Hopi Legend and Marital Lore
BOOKS
THERE'S SOMETHING IN THE BACK YARD by Richard Snodgrass, New York: Viking, 333 pp., $18.95
NOVELS were first called novels because they purported to deal with the new and the unexpected: with novelty. Although novelty no longer seems a prerequisite in contemporary fiction, Richard Snodgrass has chosen to begin his first novel with a good old-fashioned scene in which apparent ``normality'' is confronted by an unexpected apparition.
Looking out on their backyard in Flagstaff, Ariz., one morning, George Binns and his wife, Mary Olive, discover a tall, feathered figure with a blue mask whom George vaguely recognizes as a kachina: which - as a quick trip to his dictionary further informs him - is either a Hopi spirit or a man dressed in the spirit's ceremonial costume.
What to do? George approaches it gingerly. Mary Olive is in favor of bolder action to get it off their property.
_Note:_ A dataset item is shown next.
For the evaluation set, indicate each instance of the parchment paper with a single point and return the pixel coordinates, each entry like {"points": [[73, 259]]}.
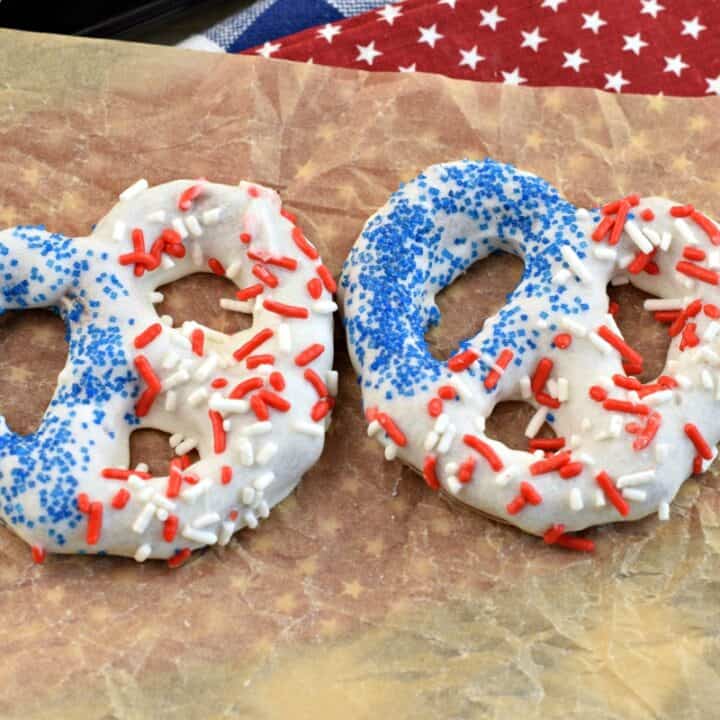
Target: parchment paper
{"points": [[365, 595]]}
The trouble is, the kachina is not actually on their property: It's just past the fence.
The disagreement about how to deal with the kachina, as we soon learn, is symptomatic of larger disjunctions in the Binns's marriage. Both in their early 50s, the Binnses have recently moved to Arizona from New York. Bluff, paunchy George is a writer and English professor. Slim, sharp-tongued Mary Olive was managing editor of a literary journal. Is and was are operative words here, because he has a well-paying job at the university and continues to write (still facing, it's true, the flurry of rejection slips that writers must contend with), while she, out of a job, misses the stimulation of the literary life they led in New York.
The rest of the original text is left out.